Throughout high school, while other kids were out ice-skating or going to dances, Chin and her siblings helped in the kitchen at her mom’s first restaurant (which, fun fact, was invested in by the original James Bond, actor Sean Connery).

In her youth, Chin admits to barely knowing her mom because Leeann was always busy. It was only when Chin was in her late 30s that they finally developed a close-knit relationship. As Chin fostered a love of cooking, this became a gateway for her to really love and understand her heritage.

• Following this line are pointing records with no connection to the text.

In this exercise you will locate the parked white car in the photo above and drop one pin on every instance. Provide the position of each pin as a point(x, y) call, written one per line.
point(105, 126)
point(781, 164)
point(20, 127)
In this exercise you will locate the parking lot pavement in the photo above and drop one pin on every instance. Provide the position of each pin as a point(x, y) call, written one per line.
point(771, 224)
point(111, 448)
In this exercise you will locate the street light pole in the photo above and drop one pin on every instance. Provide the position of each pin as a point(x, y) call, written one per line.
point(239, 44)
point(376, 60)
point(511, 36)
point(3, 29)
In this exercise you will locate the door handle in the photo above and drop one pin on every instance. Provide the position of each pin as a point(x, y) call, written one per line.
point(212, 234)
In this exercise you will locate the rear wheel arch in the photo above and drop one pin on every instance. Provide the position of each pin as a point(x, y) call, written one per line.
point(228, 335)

When Leeann opened her first restaurant in the early 1980s, many Minnesotans had never tasted authentic Chinese cuisine beyond chop suey and chow mein. She then ended up training 1,200 Scandinavian employees on how to cook Chinese food.

Chin hopes to carry on her mom’s torch of demystifying the art of Chinese cooking and making it accessible to the everyday home cook.

Through her business Wok Star Catering, she often does fusion foods that pay homage to her mom’s authentic recipes but with new spin — for example, edamame hummus and miso butter shiitake mushrooms with udon noodles. Another popular specialty is raspberry Nutella wontons served over ice cream with raspberries and powdered sugar.
Chin currently hosts an Instagram show called Small Bites with Chef Katie Chin, held every Monday at 5 p.m. PST. It’s 30 minutes and features chefs, actors, authors and more.

She also hopes to turn her one-woman show into a TV series or a film, expand the production to other cities, and adapt it into a memoir or a collection of essays.
“Many people have said, ‘You don’t have to be Asian American. You don’t have to be a woman to relate to the show,’” she says of Holy Shiitake!. “There’s so many universal themes in the show that people can relate to. I think especially if you’re Asian American and/or a child of immigrants, you will definitely relate to a lot of the themes.”

One of these themes is mental health.

According to Chin, in Asian American and Pacific Islander culture, people are taught not to complain or burden their children with their hardships.

Her own mother went through many struggles, but just moved forward with a smile.
“We’re (AAPI community) taught to live with shame. I feel like that’s not a healthy way to live, and I certainly don’t want my children feeling like they have to hide things from other people,” says Chin about breaking the cycle of generational trauma with her twins, Dylan and Becca. “It’s very important to teach our children (that) it’s OK to talk about what you’re going through. It’s OK to ask for help. It’s OK to lean on others for support because all of those things make you a whole person.”

Chin says her mom really saved her during a difficult divorce from her first husband.
“It’s not like she would come out and directly want to talk about my feelings. It’s more like ʻI’m going to heal you through cooking instruction,’” Chin explains. “But, when she was teaching me how to make a new kind of dumpling or whatever, she started to open up about her life in China.”

And, there isn’t a day that goes by in which Chin doesn’t think of her mom. She describes Leeann as a soft-spoken but powerful woman, and the type of person to treat a janitor with the same regard as a CEO.

Leeann was also a constant student and teacher of food. She could taste any cuisine and know exactly what went into it, according to Chin. And, as soon as they would get home, Leeann would immediately want to remake the dish.

“She was always hungry for knowledge. She was always wanting to learn. She was always wanting to improve her techniques. She was constantly mastering her craft, even when she was in the last chapter of her life,” Chin says. “I want to be remembered as a person that loved my heritage and that gave back to the community. I feel like these are lessons I learned from my mom and if I can just be a tenth of who she was, I will feel proud that I lived a good life.

“I feel like her memory comes alive again (through cooking),” she adds. “I feel like it’s a way for my children to learn about my mom because she passed away when they were 2 years old. But, each time I make one of her special dishes, her memory lives on through me, and then, through them.”